The new law minister, Salman Khurshid, knows what he is in for: the job of building a bridge between hard-hitting courts and a cornered government.
Soon after being sworn in, the former lecturer in law at Trinity College, Oxford, told HT: “We will go to the courts in the spirit cooperation.”
Taking charge just when the country’s top law officer, solicitor-general Gopal Subramanium, quit office in a huff, Khurshid said he would “find out what went wrong” and did not rule out talking to him.
Khurshid said his priorities aren’t very different for his predecessor’s, but disagreed that it is one about “defending” the government in courts of law, despite the judiciary ticking off the government several times over.

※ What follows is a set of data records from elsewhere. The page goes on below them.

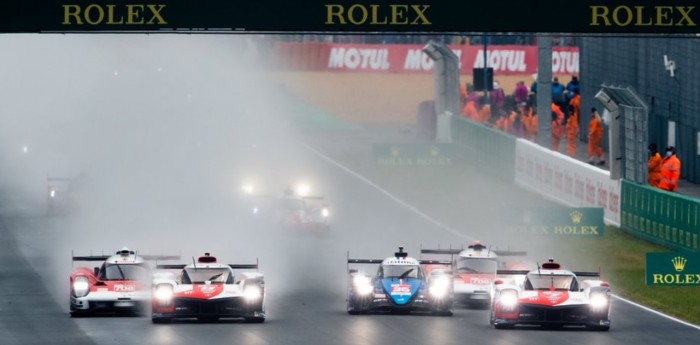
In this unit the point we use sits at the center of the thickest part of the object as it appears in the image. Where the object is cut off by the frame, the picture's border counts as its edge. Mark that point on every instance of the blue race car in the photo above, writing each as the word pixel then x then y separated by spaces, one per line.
pixel 399 286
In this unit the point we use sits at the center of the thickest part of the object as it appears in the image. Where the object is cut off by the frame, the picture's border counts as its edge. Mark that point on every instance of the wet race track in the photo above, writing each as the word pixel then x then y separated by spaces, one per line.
pixel 175 188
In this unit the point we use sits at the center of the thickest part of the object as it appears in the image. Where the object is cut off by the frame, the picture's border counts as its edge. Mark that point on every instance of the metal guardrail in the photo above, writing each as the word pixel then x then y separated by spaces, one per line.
pixel 485 147
pixel 662 217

“It’s not about defending the government. To defend would mean as if we are accused of something. It’s all about simply representing the government’s points of view adequately,” the law minister said, splitting some legal hairs.
Khurshid, who studied law at St. Edmund Hall, Oxford, every law minister would always have to work for “fast and affordable” justice.
Asked how he would handle the scandal over second-generation (2G) telecom licences, whose probe is being monitored by the Supreme Court, Khurshid said: “We will have to find a better way of communicating to the courts.”
“The speaking voice of the courts and the speaking voice of the government may appear to be different. My duty will be to ensure they are understood well,” Khurshid added.